Hello friends. Here we are. December. The holiday season. Take a deep breath. Because, once again, many of us will teeter at the threshold of idealism; the hope that maybe this year it will be perfect. No disappointment, thank-you. Gifts– perfected. Kind kids. Reasonable relatives. Let’s do this. Ready? Yah. Me neither.

Wait. Is that true? Because I am absolutely ready to undermine the 4:30 darkness with the glitter of twinkle lights. I’m ready to sit down to a meal, at a table, the food from my oven not a to-go container. Ready for smells and sounds of long-standing traditions even if I am just creating them. I am ready for the quiet shift when I abandon anxiety and frustration to give space to awareness of my abundance of luck and love, for goodness sake. Maybe, I am more ready than I thought.

It’s not that I am not used to this. I am a builder. I create chaos in the midst of dreams and ideals for a living. I break things at first and then put them back together. What once was, becomes something else. I hope it’s perfect! But then it’s not. It leaks. Again. It came wrong. Again. It’s not the right color. AGAIN!

But here’s the thing, maybe it’s our standard of perfection that asserts our stance against the intricacies of personality and technicality for this project (or this holiday season). Maybe it is the fear of failed ideals that emboldens our uncompromising commitment to protocols (traditions). Maybe our desire for perfection is why we always start with the F.H. Perry Builder answer of “YES” (my house this year).

And maybe disappointment gives way to radical teamwork and human connection. I am endlessly inspired by how quickly a project manager responds to a client crisis on a Sunday night, a trade re-builds before bothering to determine fault, an architect stays at a late Friday afternoon meeting to draw and re-draw. No doubt any disappointment is hard to accept or get used to– in fact, most of the time I think we hate it. Because we don’t want to let you down. Client, architect, trade, employee (friend, child, partner, parent). Ever. And perhaps disappointment has its place. It reminds us of the courage and passion it takes to sate the ache of expectation. It keeps us aware of the endless hopefulness that, for even one moment, we can offer peace to another person.
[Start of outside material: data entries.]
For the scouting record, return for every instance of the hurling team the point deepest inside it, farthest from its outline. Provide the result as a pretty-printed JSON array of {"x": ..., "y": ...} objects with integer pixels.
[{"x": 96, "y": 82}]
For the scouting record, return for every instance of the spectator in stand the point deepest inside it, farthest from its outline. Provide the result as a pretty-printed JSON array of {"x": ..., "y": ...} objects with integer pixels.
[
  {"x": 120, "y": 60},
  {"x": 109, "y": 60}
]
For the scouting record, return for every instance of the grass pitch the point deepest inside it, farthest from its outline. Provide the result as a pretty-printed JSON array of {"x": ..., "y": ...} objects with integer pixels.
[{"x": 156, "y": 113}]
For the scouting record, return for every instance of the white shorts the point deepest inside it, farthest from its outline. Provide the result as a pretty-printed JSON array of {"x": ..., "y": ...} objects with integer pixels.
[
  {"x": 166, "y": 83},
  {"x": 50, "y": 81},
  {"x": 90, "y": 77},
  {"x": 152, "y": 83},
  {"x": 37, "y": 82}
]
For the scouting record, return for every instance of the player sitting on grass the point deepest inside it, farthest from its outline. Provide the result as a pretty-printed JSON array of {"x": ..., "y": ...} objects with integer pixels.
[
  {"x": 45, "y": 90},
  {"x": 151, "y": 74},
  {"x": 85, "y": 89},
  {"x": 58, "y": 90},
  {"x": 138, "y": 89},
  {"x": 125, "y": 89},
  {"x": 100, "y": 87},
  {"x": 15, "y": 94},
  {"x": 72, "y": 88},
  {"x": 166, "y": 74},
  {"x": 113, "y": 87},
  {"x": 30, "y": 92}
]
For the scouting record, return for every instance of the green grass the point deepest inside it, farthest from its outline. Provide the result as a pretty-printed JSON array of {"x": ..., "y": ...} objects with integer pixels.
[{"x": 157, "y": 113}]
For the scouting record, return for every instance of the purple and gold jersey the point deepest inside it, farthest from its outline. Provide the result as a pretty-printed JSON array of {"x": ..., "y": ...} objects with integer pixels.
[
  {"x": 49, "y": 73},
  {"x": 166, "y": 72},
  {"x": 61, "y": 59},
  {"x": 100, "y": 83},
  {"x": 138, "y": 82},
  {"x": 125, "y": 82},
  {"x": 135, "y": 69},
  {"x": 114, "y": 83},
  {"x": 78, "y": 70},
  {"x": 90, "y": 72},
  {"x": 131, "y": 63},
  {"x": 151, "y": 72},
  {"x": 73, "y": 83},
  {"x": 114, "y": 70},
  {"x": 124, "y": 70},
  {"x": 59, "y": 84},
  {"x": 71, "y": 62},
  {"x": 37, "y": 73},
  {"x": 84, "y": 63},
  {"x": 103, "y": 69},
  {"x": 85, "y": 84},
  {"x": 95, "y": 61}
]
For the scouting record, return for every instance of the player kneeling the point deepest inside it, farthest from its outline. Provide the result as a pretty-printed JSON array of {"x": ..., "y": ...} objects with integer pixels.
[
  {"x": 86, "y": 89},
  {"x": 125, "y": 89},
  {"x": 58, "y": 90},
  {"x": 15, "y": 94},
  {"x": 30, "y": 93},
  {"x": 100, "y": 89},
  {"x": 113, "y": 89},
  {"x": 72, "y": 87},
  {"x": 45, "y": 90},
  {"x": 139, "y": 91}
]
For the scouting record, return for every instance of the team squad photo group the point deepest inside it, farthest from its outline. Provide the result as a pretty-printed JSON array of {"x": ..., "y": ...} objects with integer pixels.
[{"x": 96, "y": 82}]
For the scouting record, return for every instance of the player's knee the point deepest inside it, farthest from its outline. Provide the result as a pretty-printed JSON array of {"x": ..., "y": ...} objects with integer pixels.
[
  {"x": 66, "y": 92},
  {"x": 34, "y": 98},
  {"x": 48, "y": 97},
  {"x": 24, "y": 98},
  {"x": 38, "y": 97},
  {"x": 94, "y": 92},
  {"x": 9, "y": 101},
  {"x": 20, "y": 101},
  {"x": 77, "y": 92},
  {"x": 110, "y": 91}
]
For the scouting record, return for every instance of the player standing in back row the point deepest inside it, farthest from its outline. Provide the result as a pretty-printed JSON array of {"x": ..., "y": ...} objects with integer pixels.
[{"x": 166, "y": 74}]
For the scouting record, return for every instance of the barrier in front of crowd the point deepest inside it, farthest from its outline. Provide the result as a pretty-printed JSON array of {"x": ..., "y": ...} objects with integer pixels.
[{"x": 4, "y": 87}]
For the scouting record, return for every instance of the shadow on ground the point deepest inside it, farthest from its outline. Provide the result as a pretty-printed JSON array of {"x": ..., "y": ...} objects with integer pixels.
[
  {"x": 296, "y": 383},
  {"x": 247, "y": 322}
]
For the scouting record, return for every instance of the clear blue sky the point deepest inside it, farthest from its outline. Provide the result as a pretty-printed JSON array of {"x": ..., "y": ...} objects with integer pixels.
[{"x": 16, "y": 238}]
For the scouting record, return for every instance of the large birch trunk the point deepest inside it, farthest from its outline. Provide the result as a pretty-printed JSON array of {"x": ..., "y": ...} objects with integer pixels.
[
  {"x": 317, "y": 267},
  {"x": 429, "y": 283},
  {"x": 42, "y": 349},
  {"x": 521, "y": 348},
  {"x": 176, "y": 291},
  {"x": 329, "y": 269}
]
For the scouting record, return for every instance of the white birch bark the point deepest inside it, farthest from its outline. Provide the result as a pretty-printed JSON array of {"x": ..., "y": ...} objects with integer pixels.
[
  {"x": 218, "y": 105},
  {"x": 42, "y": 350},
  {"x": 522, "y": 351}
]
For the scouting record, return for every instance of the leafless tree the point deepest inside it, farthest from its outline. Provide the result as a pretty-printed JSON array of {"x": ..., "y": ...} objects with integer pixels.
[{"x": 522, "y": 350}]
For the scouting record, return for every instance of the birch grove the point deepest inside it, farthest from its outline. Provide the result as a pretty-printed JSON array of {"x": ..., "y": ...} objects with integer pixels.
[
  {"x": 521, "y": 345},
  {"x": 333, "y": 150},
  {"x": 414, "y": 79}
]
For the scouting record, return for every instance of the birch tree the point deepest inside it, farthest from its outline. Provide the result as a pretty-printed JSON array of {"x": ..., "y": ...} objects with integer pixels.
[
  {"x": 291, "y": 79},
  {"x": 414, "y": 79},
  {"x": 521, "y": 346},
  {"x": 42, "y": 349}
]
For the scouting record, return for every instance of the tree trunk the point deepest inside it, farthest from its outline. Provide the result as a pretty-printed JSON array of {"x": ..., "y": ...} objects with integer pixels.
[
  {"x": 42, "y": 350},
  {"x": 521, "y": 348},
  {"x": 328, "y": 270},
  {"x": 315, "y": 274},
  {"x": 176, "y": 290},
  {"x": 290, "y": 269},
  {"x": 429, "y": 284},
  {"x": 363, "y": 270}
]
Why would we ever give up on that?

Whatever it is — a gift that just misses the mark, a meal that dries up before it is even served, financial meltdown, a missed sentiment, a forgotten friend — this holiday, may you hold your disappointment lightly. May you honor your ideal for the most wonderful time of the year. And may the tenderness of “letting down”, give way to an alternative state of personal wonder and perspective. May you see only love, hope, patience, and promise. May all be calm and bright.